Figure 85: This astronaut photograph ISS052-E-8635 was acquired on June 26, 2017, with a Nikon D4 digital camera using a 1150 mm lens, and is provided by the ISS Crew Earth Observations Facility and the Earth Science and Remote Sensing Unit, Johnson Space Center. The image was taken by a member of the Expedition 52 crew (image credit: NASA Earth Observatory, caption by Justin Wilkinson)
• July 10, 2017: An astronaut aboard the International Space Station took this photograph (5 m spatial resolution) of Washington D.C., the capital of the United States of America (Figure 86). Here the Potomac River flows south toward Chesapeake Bay and forms the geographic boundary between Virginia and Washington (as well as Maryland), while the Anacostia River links to the Potomac on the eastern side of the city. 81)

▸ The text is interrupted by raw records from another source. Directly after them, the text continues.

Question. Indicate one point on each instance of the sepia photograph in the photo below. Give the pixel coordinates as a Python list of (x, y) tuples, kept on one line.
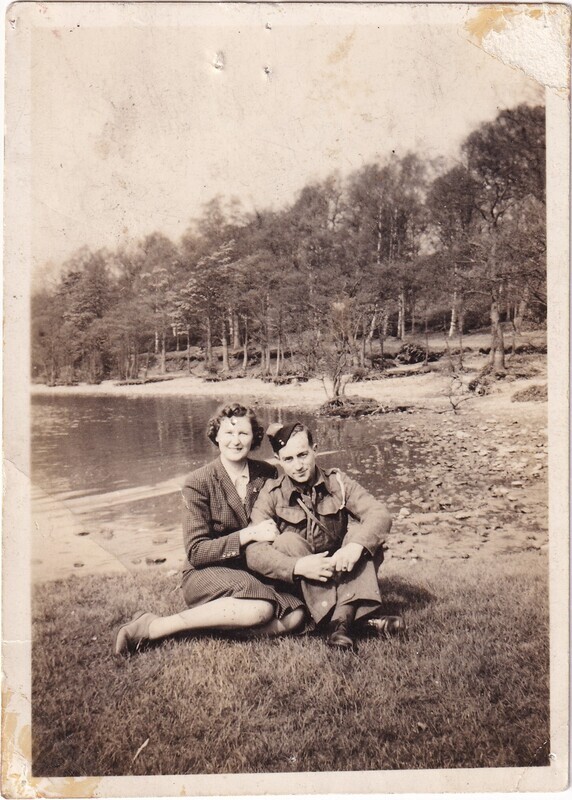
[(286, 415)]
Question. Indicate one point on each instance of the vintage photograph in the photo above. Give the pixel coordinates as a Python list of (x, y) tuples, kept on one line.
[(287, 419)]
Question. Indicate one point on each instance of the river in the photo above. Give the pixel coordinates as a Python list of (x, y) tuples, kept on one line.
[(110, 468)]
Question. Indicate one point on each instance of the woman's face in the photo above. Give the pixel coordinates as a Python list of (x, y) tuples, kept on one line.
[(234, 438)]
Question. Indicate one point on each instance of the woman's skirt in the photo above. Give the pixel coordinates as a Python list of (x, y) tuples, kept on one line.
[(209, 583)]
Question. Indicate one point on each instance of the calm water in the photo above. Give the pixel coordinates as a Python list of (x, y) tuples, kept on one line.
[(119, 462)]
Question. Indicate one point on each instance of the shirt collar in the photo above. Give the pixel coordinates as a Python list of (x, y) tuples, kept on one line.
[(290, 488)]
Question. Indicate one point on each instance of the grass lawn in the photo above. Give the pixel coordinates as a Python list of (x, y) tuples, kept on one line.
[(466, 687)]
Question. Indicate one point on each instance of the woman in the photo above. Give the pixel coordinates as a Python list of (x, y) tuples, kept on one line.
[(219, 591)]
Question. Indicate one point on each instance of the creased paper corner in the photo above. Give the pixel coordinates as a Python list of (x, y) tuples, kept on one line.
[(533, 38)]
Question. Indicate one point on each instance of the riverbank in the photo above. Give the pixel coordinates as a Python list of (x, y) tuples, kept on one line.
[(471, 485), (433, 389)]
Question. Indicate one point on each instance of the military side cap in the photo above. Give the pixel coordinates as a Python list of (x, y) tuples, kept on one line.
[(278, 434)]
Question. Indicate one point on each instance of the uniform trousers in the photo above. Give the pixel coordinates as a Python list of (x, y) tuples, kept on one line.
[(358, 587)]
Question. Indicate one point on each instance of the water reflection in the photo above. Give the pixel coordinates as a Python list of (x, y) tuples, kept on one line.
[(117, 463)]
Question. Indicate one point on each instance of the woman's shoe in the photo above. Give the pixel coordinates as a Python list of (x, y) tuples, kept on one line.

- Wedged between Maryland and Virginia, the District of Columbia was established in 1790 to serve as the permanent seat of the U.S. federal government. Originally the territory was relinquished by Virginia and Maryland as a 100-square-mile plot (259 km2) on both sides of the Potomac River. At the time, Georgetown, Maryland, and Alexandria, Virginia (just out of the scene to the lower left), were successful ports located on the eastern and western sides of the river. Georgetown remains as an historic neighborhood of Washington, D.C. In 1846, Virginia gained back the land contributed to the District of Columbia as a result of neglect of the area by Congress (known as retrocession). Those areas eventually became the cities of Arlington and Alexandria. There are 40 boundary stones that mark the original District boundary and stand as the oldest federal monument in the country.
- The past 200 years have painted Washington rich with social and political history. Hundreds of monuments and sculptures are peppered throughout the city to honor the nation's founders, its presidents, its military and cultural heroes, and other men and women who have shaped the nation. Among the most popular places are the Lincoln Memorial, the National Mall, the White House, and the United States Capitol.
- According to the US Census Bureau, more than 681,000 people reside in Washington. Commuters from Virginia and Maryland swell the daytime, work-week population past one million.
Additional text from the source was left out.